7

I have a vector of elements named markers of the form:

markers <- LETTERS[1:5]

Each element in markers is of Boolean type with two possible conditions + and -. I would like a fast an efficient way to obtain all possible combinations, so that the two conditions are considered (a marker with cannot be paired with itself even if the condition is different).

The result would ideally be just a character vector or a list, where its elements are the marker combinations separated by /.

The elements for this example with five letters should be:

A-/B-/C-/D-/E-
A-/B+/C-/D-/E-
A-/B-/C+/D-/E-
A-/B-/C-/D+/E-
A-/B-/C-/D-/E+
A-/B+/C+/D-/E-
A-/B+/C-/D+/E-
A-/B+/C-/D-/E+
A-/B+/C+/D+/E-
A-/B+/C+/D-/E+
A-/B+/C+/D+/E+
A+/B-/C-/D-/E-
A+/B+/C-/D-/E-
A+/B-/C+/D-/E-
A+/B-/C-/D+/E-
A+/B-/C-/D-/E+
A+/B+/C+/D-/E-
A+/B+/C-/D+/E-
A+/B+/C-/D-/E+
A+/B+/C+/D+/E-
A+/B+/C+/D-/E+
A+/B+/C+/D+/E+
...

Not sure if I'm missing any combination, but you get the idea... I've been trying with expand.grid and combn but I don't seem to get it right. Any help appreciated!

Thanks!

DaniCee
  • 2,397
  • 6
  • 36
  • 59
  • it's just that I start off with a vector like `c('A','B','C'...)` but each element can adopt 2 possible forms `-` or `+`, as in 'A+', 'A-', 'B+', 'B-', etc. And I would like that reflected in the resulting combination vector (but `A-` cannot combine with `A+` for example) – DaniCee Sep 24 '20 at 06:31

2 Answers2

6
markers <- LETTERS[1:5]

test <- expand.grid(lapply(seq(markers), function(x) c("+","-")),stringsAsFactors=FALSE)

> test
   Var1 Var2 Var3 Var4 Var5
1     +    +    +    +    +
2     -    +    +    +    +
3     +    -    +    +    +
4     -    -    +    +    +
 ....


apply(test,1,function(x){paste0(markers,x,collapse = "/")}) 

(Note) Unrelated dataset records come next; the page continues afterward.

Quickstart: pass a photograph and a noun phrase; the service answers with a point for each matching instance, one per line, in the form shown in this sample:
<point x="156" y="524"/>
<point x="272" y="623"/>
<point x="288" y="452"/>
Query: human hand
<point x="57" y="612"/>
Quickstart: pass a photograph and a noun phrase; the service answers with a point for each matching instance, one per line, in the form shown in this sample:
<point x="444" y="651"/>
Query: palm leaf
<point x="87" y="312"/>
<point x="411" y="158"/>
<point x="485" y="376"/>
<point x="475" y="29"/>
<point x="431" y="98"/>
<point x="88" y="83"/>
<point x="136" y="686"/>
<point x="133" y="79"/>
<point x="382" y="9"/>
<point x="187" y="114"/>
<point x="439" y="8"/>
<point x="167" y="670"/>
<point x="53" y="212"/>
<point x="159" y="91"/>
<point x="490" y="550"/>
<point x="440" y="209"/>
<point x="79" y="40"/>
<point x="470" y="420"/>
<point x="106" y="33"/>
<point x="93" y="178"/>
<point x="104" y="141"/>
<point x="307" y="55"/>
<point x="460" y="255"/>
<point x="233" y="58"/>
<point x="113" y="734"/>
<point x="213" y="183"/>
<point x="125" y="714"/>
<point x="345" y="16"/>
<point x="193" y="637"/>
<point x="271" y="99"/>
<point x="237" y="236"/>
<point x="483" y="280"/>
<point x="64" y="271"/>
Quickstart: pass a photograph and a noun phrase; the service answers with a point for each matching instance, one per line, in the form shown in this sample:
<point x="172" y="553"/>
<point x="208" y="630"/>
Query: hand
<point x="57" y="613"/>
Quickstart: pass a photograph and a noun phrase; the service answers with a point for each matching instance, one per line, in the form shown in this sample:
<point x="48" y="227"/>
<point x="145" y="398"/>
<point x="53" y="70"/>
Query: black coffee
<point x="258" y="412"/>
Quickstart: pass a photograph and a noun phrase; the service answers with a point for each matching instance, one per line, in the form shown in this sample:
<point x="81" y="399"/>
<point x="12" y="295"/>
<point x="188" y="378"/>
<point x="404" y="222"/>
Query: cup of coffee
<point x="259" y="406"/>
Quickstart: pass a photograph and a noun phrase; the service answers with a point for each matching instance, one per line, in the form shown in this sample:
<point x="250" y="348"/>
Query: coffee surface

 [1] "A+/B+/C+/D+/E+" "A-/B+/C+/D+/E+" "A+/B-/C+/D+/E+" "A-/B-/C+/D+/E+" "A+/B+/C-/D+/E+" "A-/B+/C-/D+/E+" "A+/B-/C-/D+/E+"
 [8] "A-/B-/C-/D+/E+" "A+/B+/C+/D-/E+" "A-/B+/C+/D-/E+" "A+/B-/C+/D-/E+" "A-/B-/C+/D-/E+" "A+/B+/C-/D-/E+" "A-/B+/C-/D-/E+"
[15] "A+/B-/C-/D-/E+" "A-/B-/C-/D-/E+" "A+/B+/C+/D+/E-" "A-/B+/C+/D+/E-" "A+/B-/C+/D+/E-" "A-/B-/C+/D+/E-" "A+/B+/C-/D+/E-"
[22] "A-/B+/C-/D+/E-" "A+/B-/C-/D+/E-" "A-/B-/C-/D+/E-" "A+/B+/C+/D-/E-" "A-/B+/C+/D-/E-" "A+/B-/C+/D-/E-" "A-/B-/C+/D-/E-"
[29] "A+/B+/C-/D-/E-" "A-/B+/C-/D-/E-" "A+/B-/C-/D-/E-" "A-/B-/C-/D-/E-"
denis
  • 5,580
  • 1
  • 13
  • 40
  • 1
    You may want to use: `stringsAsFactors=FALSE` in expand.grid (On R4.0.2 it is still set to TRUE). Then you can drop the mutate_all – zeehio Sep 24 '20 at 06:53
  • nice elegant solution! yeah, I was going to mention the stringsAsFactors argument too, mutate line not needed – DaniCee Sep 24 '20 at 07:07
  • thanks ! Did not know the stringsAsfactors arguement, helps a lot. edited – denis Sep 24 '20 at 07:19
2

To add to the excellent base R answer by @denis, here is a one-liner using RcppAlgos*. It should be a bit more efficient than the proposed solution:

n <- 5

RcppAlgos::permuteGeneral(c("+", "-"), n, repetition = TRUE, FUN = function(x) {
    paste0(LETTERS[1:n], x, collapse = "/")
})

[[1]]
[1] "A+/B+/C+/D+/E+"

[[2]]
[1] "A+/B+/C+/D+/E-"

[[3]]
[1] "A+/B+/C+/D-/E+"

.
.
.

[[30]]
[1] "A-/B-/C-/D+/E-"

[[31]]
[1] "A-/B-/C-/D-/E+"

[[32]]
[1] "A-/B-/C-/D-/E-"

It should be noted that the majority of computation is in dealing with manipulating character vectors. Thus, it will be difficult to achieve any sort of huge efficiency gain no matter what tool you use.

* I am the author

Joseph Wood
  • 7,077
  • 2
  • 30
  • 65